Israel menarik semua personel militernya ke "posisi defensif" di luar Jalur Gaza. Israel dan Hamas Palestina mulai hari Selasa (5/8) pukul 08.00 waktu setempat, melakukan gencatan senjata selama 72 jam.
Meski demikian, dengan Israel mempertahankan penempatan pasukan di posisi defensif, merefleksikan kesiapan melanjutkan pertempuran jika diserang Hamas.
Gencatan senjata itu disepakati atas mediasi Mesir, didukung PBB dan Amerika Serikat.
Mesir berharap gencatan senjata akan diikuti dengan pembicaraan yang bertujuan untuk mengamankan gencatan senjata secara permanen.
Departemen Luar Negeri AS memuji gencata senjata itu dan mendesak kedua pihak "menghormati sepenuhnya". Juru bicara Deplu AS Jen Psaki menambahkan, Washington akan melanjutkan usaha membantu kedua pihak mencapai solusi jangka panjang yang berkelanjutan dan permanen.
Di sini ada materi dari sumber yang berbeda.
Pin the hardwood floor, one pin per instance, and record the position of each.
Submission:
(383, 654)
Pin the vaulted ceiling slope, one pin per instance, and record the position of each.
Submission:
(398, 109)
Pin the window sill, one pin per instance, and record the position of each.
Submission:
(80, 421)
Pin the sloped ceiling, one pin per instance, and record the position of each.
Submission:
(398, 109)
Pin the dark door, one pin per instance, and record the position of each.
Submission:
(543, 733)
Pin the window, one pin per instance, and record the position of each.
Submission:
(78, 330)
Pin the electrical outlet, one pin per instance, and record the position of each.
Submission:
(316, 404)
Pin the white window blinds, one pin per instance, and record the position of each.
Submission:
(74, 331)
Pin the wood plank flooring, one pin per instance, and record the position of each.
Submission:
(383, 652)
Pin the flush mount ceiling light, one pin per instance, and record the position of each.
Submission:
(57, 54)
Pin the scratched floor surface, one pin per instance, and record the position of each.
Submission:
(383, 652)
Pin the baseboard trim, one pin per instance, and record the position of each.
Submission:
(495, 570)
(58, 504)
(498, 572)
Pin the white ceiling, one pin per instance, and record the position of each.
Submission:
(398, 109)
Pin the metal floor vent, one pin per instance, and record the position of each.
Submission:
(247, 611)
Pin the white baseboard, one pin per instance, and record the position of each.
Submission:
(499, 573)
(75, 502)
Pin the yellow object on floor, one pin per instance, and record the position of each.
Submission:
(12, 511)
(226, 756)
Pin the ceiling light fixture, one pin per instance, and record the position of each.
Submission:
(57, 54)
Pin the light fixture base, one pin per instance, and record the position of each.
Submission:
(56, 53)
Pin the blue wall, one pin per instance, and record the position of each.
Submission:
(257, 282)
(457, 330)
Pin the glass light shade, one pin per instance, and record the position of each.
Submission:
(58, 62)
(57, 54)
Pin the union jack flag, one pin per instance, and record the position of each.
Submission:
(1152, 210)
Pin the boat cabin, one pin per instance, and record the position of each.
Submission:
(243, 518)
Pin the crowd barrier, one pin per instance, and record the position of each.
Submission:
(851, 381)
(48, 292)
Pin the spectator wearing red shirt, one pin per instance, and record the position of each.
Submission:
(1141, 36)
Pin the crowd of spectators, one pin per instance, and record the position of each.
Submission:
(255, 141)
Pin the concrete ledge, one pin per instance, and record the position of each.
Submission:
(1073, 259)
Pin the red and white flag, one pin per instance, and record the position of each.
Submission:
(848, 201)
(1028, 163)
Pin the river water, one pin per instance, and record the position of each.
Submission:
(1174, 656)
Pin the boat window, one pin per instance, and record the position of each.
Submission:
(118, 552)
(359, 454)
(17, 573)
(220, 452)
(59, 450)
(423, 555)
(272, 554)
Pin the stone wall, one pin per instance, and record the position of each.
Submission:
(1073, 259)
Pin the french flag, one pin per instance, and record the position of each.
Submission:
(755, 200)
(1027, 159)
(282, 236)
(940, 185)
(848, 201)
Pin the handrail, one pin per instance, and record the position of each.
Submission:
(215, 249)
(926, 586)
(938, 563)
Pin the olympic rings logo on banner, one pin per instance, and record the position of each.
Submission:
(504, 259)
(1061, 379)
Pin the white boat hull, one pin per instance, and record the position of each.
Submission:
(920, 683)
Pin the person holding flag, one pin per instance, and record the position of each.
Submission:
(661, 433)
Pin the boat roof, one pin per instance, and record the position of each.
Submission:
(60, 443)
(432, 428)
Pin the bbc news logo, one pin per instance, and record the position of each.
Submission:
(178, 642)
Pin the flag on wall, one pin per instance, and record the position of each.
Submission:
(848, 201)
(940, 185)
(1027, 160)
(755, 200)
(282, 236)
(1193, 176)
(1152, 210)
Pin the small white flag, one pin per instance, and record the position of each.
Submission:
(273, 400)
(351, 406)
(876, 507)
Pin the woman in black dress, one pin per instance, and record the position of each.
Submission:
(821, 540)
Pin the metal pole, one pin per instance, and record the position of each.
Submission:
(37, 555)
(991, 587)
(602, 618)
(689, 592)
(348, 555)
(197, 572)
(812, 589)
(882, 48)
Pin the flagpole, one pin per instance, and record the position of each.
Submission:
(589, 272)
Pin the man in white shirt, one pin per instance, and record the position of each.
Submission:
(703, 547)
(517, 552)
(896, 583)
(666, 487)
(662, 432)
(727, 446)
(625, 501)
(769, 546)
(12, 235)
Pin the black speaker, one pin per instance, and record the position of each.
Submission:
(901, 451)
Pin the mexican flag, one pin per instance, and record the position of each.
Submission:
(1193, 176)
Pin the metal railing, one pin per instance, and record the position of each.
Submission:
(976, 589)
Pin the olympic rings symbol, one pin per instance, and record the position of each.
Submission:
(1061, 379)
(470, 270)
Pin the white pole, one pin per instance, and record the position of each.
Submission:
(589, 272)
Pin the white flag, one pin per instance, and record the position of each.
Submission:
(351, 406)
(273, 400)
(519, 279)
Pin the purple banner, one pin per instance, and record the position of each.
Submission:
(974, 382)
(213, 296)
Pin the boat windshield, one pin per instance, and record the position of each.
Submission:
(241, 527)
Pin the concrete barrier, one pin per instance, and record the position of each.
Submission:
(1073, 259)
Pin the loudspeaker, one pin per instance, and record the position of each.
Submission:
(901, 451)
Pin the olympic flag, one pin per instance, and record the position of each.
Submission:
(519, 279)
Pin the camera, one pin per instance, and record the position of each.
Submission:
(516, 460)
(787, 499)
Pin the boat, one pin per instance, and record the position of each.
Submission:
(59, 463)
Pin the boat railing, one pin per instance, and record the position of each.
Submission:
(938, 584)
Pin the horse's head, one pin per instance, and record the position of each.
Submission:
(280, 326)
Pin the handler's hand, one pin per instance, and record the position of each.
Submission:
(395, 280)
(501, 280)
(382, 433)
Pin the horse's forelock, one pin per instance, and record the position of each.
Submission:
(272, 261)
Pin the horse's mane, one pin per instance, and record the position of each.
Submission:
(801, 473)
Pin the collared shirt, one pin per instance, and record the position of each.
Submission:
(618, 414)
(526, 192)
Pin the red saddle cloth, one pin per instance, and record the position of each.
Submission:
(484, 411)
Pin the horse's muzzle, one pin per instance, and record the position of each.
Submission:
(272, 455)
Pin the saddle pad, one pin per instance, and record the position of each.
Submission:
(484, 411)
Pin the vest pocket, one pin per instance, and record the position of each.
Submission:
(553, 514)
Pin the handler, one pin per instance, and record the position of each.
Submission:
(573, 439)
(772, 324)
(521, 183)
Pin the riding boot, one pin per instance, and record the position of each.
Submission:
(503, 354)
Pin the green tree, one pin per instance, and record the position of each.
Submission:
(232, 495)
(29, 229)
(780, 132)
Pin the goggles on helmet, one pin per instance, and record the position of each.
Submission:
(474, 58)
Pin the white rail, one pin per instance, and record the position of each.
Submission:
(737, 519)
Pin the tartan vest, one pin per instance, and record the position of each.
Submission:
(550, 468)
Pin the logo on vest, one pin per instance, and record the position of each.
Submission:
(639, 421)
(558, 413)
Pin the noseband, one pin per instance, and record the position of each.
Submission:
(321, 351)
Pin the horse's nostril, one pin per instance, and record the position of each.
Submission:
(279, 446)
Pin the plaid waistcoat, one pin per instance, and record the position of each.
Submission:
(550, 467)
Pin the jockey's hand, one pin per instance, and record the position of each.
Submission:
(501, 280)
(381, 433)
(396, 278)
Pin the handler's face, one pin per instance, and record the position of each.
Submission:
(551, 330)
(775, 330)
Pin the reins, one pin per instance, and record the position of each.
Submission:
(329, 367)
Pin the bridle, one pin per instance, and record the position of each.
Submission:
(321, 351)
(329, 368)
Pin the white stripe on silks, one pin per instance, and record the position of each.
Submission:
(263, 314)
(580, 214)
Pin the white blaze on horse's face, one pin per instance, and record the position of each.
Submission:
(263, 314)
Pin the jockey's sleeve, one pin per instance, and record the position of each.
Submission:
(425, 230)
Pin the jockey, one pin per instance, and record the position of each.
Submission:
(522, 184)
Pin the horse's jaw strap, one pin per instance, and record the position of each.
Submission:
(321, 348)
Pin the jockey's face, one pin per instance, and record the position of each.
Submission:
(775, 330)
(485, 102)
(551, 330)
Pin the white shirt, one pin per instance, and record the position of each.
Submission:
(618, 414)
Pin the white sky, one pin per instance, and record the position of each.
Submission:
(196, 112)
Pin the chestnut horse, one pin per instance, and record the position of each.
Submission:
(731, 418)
Namun, upaya mengabadikan gencatan senjata akan sulit. Pihak masing-masing akan mengajukan persyaratan utama yang menantang, bahkan menolak legitimasi pihak lain.
Gencatan senjata memungkinkan penduduk Gaza keluar, berduyun-duyun kembali ke rumahnya, melakukan survei kerusakan.
Perang tak hanya menelan korban jiwa, melainkan juga kehancuran. Bangunan-bangunan strategis dan vital di Jalur Gaza, termasuk di antaranya rumah sakit, perkantoran, fasilitas-fasilitas umum, juga jaringan listrik yang luluh lantak karena dihantam bom Israel. Sebanyak 400.000 warga terpaksa menjadi tunawisma. Total kerugian ditaksir senilai 6 miliar dollar AS (Rp 70,5 triliun), sebagai perkiraan awal.
Sementara aparat Gaza mengatakan, jumlah korban tewas dalam peperangan terburuk dalam dua tahun itu mencapai 1.865 warga sipil. Di pihak Israel, 64 tentara dan tiga warga sipil tewas.